The heart of a design sprint is making educated decisions, testing them out, and seeing if they hit the mark. If your team is uncomfortable with failing, even in a closed environment, then a design sprint simply won’t work without some deep coaching (and maybe even culture shifts) ahead of time.

  • You’re Battling Tight Time Budgets: One of the appeals of a design sprint is that it’s a small investment that can save you big dollars in the long run, but they do take a concerted investment of time up front. You’ll need experts from all corners of your organization to join throughout the five days to provide their expertise and unique perspectives. Time demands or competing priorities can make it difficult to commit the resources you need. Be sure to lay a strong foundation of buy-in from your team and your leadership before you begin the work.
  • There’s Significant Research Needed: Sometimes, you just don’t have enough info about your audience, their pain points, or where to start amongst a variety of challenges. In cases where the needed research is much more involved than what can be done in a sprint-like timeframe, starting with generative research is the right next move. By taking the time to better understand the problem space, you ensure you can move quickly and confidently into your design sprint. 
  • Testing is Not Possible: Sure, design sprints can be a great place to explore new ideas, but if you’re not taking the time to test and validate your solutions, you’re just acting on hunches, and you’re gambling with your product’s, your team’s, and your success. Ensure you can dedicate time and resources to verify if your solutions hit the mark before signing on for a sprint.

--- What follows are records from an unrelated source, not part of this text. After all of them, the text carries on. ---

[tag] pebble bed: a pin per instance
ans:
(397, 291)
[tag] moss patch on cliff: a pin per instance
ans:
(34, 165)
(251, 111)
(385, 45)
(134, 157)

And those are ten reasons to rethink if you’re ready for design sprints! What’s that? That was only eight?

OK, so those are the eight reasons to rethink if you’re ready for design sprints! 

Plus, here’s two bonus watchouts! They’re not dealbreakers, but they’re absolutely worth noting as you prepare for your first design sprint.

  • You’re Rushing Creativity: You want solid ideas, so you can’t rush the brainstorming process. If your team can’t dedicate the time to participate in true divergent thinking, or they feel pressured to make decisions without exploring diverse ideas, you could end up with a quick but misguided solution. In moments like these, you have to slow down in order to speed up. 
  • Your Teams Have Zoom Fatigue: Successful remote collaboration has increasingly become more and more attainable, but it’s not perfect by any means. Zoom fatigue is real, and distractions are easy to come by. Doing a remote design sprint takes special care and execution and a team willing to do the work to stay focused. So, if you’re doing a remote design sprint, make sure your crew can lock in and keep their eyes on the prize.
    It’s also a great idea to find a partner who already knows how to facilitate remote design sprints to keep users engaged and creative thinking high (ahem, hi there).

Design sprints are your secret weapon—when you use them right. But it can be easy to overuse or rely on them in the wrong situations, and then lose faith in their power when you no longer get the outcomes you were looking for. To rock the design sprint game, you need the right-sized problem, the time and budget to validate, and a culture that embraces the ability to turn failures into learnings. Some of these characteristics are easy to achieve with clear communication and buy-in, while others might take a little more finesse. 

You don’t have to have a perfectly smooth path laid out, but knowing where you might trip up means you can find a way to avoid a toe-stub along your innovation journey. (And if you’re looking for someone to help you come up with ways to overcome these hurdles, you know where to find us.) Now go forth, armed with this knowledge, and design sprint with care!